= Payroll automation =

Use of computers to manage payroll services

Payroll automation refers to the use of computers to produce paychecks and manage benefit payments for a company or community. Often, payroll automation is integrated into the company's enterprise resource planning system that provides an overall view of the company's or community's finances; in addition to payroll, it can manage customer relationships, production, personnel resources, invoicing and accounting.

==Payroll activities==
Payroll management consists of several stages and procedures that require expertise in financial administration, such as employment contract management.
Payroll management performs the following tasks:
- Timekeeping: knowing hours worked, and when (to know when overtime pay applies)
- Calculating and paying wages, settlement of tax withholdings
- Delivery of wage calculations and certificates to the employees
- Compiling statistics for different authorities, and for the purposes of improving activities
- Drawing up employment contracts
- Providing regulatory reports to the tax agencies and insurance companies
- Calculating annual holidays
- Managing deductions for employee benefits

The travel costs and travel invoices from the employees are usually processed together with payroll.

== Methods ==

Payroll functions can be automated using software to facilitate the collection, organization and storage of all information required for payroll calculations and regulatory agency reportage requirements. If the payroll software is not purchased as part of a comprehensive business management system, it can usually be combined with the company's existing solutions for accounting, sales ledger, working hour management and recruiting. Information that has been captured in one part of the system can be used by other modules. Hours registered in the work management system, for example, are automatically transferred to the wage calculation system.

== Benefits ==
Effective payroll automation collects all relevant information in one place in electronic format, reducing mistakes by eliminating the need to synchronize and manage otherwise duplicate data sets.

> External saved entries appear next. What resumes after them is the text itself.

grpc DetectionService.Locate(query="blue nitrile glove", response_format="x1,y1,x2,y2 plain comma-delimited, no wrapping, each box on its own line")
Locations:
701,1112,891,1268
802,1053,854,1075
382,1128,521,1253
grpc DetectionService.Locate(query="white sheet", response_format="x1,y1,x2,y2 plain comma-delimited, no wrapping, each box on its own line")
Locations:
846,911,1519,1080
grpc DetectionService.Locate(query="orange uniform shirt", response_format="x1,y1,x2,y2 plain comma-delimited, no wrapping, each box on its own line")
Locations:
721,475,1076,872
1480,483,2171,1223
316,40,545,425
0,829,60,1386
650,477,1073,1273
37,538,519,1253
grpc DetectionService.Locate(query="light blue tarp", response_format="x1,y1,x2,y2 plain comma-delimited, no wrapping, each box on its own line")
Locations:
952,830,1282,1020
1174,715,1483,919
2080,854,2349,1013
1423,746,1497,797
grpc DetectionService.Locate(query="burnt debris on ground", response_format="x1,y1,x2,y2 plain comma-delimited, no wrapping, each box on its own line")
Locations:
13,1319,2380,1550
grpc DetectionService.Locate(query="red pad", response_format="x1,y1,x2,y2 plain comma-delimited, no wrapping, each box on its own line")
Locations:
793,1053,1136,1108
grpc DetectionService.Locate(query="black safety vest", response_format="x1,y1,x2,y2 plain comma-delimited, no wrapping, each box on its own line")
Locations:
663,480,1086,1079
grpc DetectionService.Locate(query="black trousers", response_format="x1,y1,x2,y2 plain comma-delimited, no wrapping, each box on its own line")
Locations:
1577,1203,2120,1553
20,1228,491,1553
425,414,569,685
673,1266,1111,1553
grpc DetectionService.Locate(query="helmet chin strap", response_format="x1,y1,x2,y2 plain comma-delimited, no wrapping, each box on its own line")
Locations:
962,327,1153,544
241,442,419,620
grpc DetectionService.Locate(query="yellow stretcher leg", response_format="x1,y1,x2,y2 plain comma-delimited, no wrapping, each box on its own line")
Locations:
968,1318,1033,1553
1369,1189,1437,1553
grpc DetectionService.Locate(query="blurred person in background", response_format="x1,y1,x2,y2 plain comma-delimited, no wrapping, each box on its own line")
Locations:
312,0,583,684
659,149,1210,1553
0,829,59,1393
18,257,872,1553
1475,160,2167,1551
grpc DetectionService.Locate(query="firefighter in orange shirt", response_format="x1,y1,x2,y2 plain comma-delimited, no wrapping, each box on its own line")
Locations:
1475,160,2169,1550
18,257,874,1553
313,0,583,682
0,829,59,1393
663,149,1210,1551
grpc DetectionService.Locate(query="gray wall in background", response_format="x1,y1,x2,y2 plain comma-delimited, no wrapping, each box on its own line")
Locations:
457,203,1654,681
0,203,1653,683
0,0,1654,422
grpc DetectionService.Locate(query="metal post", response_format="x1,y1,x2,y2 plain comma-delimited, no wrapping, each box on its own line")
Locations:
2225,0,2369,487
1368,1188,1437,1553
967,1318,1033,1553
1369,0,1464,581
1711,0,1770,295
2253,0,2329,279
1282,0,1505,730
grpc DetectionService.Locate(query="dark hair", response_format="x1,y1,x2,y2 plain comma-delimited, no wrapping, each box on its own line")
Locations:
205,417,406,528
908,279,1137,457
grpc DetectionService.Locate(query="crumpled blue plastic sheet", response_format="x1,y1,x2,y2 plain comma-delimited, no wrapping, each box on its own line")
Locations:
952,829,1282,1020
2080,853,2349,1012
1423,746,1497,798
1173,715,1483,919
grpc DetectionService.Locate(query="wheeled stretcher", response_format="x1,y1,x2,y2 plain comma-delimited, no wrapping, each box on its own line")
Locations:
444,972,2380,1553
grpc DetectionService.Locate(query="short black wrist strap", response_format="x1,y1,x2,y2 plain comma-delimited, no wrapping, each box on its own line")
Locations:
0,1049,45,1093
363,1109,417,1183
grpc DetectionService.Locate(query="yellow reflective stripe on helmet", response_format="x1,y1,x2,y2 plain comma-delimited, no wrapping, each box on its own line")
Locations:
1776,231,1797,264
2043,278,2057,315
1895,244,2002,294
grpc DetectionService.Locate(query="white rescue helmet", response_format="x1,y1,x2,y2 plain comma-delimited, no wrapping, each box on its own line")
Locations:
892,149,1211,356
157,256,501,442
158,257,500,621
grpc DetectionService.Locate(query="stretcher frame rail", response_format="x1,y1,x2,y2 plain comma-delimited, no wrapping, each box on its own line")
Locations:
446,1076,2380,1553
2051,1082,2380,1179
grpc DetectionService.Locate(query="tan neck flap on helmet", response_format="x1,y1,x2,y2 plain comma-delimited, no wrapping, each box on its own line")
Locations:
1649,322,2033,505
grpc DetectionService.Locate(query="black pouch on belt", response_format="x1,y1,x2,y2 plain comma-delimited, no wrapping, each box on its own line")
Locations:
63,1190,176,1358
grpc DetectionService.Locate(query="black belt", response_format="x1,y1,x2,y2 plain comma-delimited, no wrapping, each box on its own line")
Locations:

Well planned, modern payroll software provides the following benefits:
- It considers collective labor agreements and employer-specific procedures and exceptions.
- It provides a breakdown of the allowances and other bases for wages in the report, with dedicated rows for each day, week and month.
- It automatically follows the legislated accounting and calculation rules in the calculation of annual holidays.
- It manages the drawing up, posting, archiving and reporting of travel invoices.
- When combined with work shift management software, it can utilize data concerning working hours, overtime, allowances, holidays and absences.